How to sign up for the Android Q beta
The Android Q beta is (currently) only available on Google’s Pixel phones. You will need a Pixel, Pixel, Pixel 2 or Pixel 3 (standard or XL) to download the preview today.
But safety first! Back up your device before you dig in, including any critical data that would get wiped should you decide to roll back your device to a stable version of the OS. (Past versions of Android have been unstable at this stage—so, depending on what you’re doing, there is a much greater chance that you will need to jump back to Android Pie if you encounter too many issues.)
To back up your phone, go to the Settings menu, tap “System,” then “Backup.” Make sure “Back up my Data” is turned on. If it isn’t, switch it on and Google will save a backup right away.

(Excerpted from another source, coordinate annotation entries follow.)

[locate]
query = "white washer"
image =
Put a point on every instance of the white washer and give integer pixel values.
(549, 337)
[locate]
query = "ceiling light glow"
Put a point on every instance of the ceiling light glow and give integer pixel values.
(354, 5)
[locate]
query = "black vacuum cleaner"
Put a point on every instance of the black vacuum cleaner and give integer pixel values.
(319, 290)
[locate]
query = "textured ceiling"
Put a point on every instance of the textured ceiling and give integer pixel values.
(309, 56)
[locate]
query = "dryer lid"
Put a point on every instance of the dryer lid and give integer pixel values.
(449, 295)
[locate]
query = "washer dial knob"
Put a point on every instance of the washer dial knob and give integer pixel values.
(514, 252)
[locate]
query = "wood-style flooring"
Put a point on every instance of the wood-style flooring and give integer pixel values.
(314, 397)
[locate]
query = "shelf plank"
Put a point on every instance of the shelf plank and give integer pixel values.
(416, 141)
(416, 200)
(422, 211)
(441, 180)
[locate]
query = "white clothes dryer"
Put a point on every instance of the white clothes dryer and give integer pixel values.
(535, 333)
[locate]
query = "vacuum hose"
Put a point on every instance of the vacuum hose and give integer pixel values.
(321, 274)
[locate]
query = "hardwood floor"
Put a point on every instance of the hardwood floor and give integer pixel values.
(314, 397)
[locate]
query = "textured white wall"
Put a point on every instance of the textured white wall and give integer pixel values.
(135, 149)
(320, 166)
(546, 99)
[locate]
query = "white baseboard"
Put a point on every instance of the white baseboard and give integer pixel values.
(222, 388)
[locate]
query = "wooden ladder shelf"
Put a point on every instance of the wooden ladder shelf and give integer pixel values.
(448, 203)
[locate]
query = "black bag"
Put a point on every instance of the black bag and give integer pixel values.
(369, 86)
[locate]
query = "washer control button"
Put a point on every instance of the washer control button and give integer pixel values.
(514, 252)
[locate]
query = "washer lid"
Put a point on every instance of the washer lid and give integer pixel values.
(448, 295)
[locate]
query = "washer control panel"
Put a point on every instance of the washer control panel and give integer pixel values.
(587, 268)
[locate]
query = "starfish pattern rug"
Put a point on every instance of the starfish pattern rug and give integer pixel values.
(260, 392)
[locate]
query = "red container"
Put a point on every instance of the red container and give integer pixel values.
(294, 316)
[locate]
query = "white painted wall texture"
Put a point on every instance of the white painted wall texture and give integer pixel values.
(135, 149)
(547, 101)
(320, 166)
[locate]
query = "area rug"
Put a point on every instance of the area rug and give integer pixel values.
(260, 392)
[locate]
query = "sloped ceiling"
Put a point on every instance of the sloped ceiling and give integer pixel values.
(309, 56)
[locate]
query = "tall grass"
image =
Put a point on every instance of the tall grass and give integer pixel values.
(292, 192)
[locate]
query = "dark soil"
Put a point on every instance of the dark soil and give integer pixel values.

Enrolling and downloading the beta is as easy as signing up on Google’s Android Q beta page and waiting for an update to download. On the page, sign into your Google account and look for your Pixel phone in the “Eligible Devices” section. (Google notes that the Pixel must be visible in Google Play to receive the update, and you can check the visibility status of your devices in the Google Play Store settings menu.)
Once you sign up, it may take up to 24 hours to receive the beta, though The Verge reported that it received the update within 30 minutes.
If you can’t wait, or just enjoy manipulating your smartphone manually, you can also manually install or “flash” Android Q. Google has a list of Android Q system images for each device in its developer FAQ, along with step-by-step instructions. Honestly, I don’t recommend doing this unless you are actively testing an app. Without enrolling in the beta, you won’t be able to download updates, so you’ll have to flash your phone every time Google updates the software. It’s needless extra work.
What’s worth checking out in Android Q
Many of the top-line improvements Google plans to add in Android Q will probably not be apparent just by looking at a freshly flashed Pixel. Support for the upcoming wave of folding phones, like the Samsung Galaxy Fold, is a priority in Android Q, as is better 5G support.
That said, there are some new features you’ll be able to play with immediately. Android Q delivers more nuanced controls for customising (often shutting off) each app’s location data settings, as well as controls that prevent apps from accessing your files without permission. Apps will be able to take advantage of a new “quick settings” panel, which makes it a lot easier to access frequently adjusted settings than coming through an app’s regular settings interface all the time.
There are also new shortcuts, which give you speedy access to supported apps so you can hit the brakes mid-text, hop in to a different app, copy a snippet of an email, then get right back to Messages. And, as always, the betas is full of less-noticeable technical changes that may not directly affect how you use your phone, but improve it all the same (like WPA3 support and optional randomised MAC addresses).
If you’re interested in a detailed breakdown of what Google’s working on with Android Q, the Google Developer Blog has a thorough rundown.